Explicit schema enforcement dramatically improved:
- Parse success
- Pipeline stability
- Deployment readiness



## Shortcomings & Limitations

Despite strong performance, several limitations remain:

- No fine-tuning or task-specific learning
- No cross-domain evaluation (e.g., product or movie reviews)
- Small evaluation sample due to rate limits
- No multi-pass reasoning or self-consistency checks
- Single-model inference (no ensemble behavior)

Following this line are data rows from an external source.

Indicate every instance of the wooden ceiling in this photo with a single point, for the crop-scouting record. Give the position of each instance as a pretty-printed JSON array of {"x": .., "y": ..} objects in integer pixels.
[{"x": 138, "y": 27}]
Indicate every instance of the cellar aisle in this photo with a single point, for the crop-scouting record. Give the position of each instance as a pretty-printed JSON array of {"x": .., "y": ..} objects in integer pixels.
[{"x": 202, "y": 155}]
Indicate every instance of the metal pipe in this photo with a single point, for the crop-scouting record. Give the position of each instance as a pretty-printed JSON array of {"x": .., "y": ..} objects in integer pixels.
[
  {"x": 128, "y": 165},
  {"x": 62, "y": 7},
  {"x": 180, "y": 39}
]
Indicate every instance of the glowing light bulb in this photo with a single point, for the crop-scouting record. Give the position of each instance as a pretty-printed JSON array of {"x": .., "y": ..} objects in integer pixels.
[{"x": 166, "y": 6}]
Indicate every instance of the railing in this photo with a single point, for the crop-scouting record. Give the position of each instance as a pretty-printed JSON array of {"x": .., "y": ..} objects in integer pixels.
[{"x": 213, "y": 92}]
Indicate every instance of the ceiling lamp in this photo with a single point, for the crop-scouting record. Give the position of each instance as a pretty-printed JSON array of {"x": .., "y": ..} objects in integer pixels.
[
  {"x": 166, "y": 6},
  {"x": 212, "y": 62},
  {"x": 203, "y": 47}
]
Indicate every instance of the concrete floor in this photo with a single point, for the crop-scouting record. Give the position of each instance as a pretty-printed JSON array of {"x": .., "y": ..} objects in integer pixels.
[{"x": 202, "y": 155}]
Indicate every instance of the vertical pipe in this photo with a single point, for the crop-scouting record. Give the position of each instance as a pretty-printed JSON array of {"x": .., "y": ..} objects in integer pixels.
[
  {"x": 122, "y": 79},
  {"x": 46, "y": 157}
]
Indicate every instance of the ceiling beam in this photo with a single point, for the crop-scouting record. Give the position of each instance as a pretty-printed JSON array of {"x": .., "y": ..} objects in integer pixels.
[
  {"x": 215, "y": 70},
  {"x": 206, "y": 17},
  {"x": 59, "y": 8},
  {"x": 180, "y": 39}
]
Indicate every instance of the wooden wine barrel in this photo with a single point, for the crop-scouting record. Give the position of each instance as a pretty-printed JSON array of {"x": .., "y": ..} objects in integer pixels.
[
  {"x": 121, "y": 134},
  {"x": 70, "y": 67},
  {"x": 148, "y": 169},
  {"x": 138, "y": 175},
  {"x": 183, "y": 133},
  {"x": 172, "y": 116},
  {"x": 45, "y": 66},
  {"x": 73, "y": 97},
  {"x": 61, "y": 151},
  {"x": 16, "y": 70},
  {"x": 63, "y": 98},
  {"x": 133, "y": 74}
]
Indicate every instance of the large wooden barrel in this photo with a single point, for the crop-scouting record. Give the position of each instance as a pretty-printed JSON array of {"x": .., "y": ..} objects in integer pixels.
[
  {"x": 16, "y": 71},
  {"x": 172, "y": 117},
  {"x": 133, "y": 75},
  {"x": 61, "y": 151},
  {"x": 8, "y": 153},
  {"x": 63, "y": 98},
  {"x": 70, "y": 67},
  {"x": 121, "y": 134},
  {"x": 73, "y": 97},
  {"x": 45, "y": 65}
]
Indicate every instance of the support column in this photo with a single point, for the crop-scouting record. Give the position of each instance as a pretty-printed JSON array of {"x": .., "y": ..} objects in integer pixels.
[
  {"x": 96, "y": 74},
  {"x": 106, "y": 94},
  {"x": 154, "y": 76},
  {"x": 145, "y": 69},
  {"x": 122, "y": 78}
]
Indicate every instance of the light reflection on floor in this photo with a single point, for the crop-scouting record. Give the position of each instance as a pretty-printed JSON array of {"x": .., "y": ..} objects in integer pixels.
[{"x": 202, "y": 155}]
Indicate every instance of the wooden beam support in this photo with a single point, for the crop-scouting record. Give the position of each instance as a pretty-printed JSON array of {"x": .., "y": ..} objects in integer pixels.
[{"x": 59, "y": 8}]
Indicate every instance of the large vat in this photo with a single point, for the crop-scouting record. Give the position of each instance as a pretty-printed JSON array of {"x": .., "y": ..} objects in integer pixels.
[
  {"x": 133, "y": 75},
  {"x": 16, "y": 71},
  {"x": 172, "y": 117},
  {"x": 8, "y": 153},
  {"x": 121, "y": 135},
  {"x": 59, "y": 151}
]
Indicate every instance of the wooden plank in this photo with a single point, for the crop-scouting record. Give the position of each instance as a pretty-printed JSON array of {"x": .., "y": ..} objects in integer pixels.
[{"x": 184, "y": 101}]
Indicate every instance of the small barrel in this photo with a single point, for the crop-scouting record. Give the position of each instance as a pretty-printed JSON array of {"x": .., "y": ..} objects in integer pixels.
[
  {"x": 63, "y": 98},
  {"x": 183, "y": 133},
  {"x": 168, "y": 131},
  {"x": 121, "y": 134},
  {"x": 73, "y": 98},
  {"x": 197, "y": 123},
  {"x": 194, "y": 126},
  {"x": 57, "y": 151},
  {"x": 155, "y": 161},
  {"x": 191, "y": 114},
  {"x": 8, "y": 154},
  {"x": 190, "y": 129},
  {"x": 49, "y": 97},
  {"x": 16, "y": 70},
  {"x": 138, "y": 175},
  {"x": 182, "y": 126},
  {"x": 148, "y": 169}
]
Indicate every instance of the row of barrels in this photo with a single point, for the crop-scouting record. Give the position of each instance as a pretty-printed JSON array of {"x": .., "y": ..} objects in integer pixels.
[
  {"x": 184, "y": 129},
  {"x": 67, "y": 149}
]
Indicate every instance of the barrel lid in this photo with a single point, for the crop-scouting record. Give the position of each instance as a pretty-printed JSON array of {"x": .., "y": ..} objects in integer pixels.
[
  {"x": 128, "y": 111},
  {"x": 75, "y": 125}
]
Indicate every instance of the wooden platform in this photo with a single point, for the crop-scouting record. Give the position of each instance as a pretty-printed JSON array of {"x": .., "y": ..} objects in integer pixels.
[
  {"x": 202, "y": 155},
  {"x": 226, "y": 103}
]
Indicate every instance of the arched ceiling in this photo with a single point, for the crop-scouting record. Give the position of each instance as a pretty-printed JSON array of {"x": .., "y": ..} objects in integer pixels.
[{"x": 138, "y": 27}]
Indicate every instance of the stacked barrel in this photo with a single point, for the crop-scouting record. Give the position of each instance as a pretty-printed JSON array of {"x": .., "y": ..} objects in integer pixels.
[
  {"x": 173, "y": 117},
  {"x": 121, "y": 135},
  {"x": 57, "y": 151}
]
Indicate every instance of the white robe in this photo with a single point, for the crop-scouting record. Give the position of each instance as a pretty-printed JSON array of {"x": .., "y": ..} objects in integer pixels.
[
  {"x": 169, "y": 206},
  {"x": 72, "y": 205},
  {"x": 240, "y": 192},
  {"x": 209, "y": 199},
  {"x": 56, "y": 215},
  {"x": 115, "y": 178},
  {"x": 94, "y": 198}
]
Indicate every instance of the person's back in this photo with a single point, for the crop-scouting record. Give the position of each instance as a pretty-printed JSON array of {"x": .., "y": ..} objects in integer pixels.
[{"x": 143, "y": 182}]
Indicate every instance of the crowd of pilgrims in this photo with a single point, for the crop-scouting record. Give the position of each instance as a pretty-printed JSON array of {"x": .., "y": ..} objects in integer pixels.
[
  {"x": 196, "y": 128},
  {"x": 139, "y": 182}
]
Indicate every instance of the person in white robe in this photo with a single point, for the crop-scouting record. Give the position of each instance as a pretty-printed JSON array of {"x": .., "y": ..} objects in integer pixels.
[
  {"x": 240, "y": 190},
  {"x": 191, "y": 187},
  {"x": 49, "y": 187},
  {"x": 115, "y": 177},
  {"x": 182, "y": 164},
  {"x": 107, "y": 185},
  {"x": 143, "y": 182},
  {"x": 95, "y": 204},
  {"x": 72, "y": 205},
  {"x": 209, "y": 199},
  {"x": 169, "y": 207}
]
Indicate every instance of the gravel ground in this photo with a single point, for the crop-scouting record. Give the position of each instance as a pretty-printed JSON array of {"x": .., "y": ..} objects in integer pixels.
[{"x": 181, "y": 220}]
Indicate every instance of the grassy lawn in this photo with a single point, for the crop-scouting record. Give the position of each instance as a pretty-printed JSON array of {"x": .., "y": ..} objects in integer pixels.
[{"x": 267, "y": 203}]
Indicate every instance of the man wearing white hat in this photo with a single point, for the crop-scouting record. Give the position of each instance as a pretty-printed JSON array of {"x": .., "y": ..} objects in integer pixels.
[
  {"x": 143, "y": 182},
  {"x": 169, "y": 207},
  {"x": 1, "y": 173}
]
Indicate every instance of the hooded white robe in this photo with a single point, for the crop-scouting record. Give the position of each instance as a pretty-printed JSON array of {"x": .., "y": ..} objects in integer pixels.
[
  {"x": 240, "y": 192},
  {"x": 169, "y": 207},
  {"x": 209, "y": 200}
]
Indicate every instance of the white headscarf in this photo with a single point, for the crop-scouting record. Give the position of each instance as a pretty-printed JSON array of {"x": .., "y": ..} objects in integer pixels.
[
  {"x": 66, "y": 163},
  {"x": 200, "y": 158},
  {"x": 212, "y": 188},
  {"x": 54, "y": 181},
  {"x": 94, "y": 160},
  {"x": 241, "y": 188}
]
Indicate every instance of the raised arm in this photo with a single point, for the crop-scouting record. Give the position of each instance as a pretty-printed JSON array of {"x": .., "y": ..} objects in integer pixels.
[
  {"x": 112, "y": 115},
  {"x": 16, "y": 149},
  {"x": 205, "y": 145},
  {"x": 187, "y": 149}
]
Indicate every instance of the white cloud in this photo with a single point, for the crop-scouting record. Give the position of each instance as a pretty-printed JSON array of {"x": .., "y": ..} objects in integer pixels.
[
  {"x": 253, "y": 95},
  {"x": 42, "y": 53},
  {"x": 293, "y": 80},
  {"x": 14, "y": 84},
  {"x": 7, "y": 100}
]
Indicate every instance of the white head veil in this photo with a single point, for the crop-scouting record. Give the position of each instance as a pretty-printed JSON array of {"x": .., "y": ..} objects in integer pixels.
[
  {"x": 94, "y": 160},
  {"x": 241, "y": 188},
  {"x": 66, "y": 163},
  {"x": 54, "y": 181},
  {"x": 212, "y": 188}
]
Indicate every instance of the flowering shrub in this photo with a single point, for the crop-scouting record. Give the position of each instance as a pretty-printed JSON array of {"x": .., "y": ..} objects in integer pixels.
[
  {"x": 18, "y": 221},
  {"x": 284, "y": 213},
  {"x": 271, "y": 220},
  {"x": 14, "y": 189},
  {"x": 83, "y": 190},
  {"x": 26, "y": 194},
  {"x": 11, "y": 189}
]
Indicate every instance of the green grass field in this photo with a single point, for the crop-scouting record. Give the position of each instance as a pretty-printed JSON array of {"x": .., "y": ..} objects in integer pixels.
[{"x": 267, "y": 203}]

These are inherent trade-offs of a **prompt-only, zero-shot approach**.



## What Could Be Improved Further

If given more time or resources, the following improvements would be explored:

1. **Self-consistency decoding**  
   Run the same prompt multiple times and aggregate predictions.

2. **Two-stage prompting**  
   - Stage 1: Extract explicit rating hints
   - Stage 2: Decide final rating using strict rules

3. **Domain-adaptive rating definitions**  
   Slightly different rating scales for:
   - Restaurants
   - Services
   - Products

4. **Hybrid systems**  
   Combine:
   - Lightweight classifier for coarse prediction
   - LLM for explanation and correction



## Final Recommendation

For production usage:
- **Prompt 4** is preferred due to its **determinism, structured output, and reliability**
- **Prompt 3** is ideal when interpretability and nuanced reasoning are prioritized

Overall, this task demonstrates that **prompt engineering is an iterative engineering discipline**, not a one-shot exercise, and that careful evaluation can significantly improve LLM system behavior even without model fine-tuning.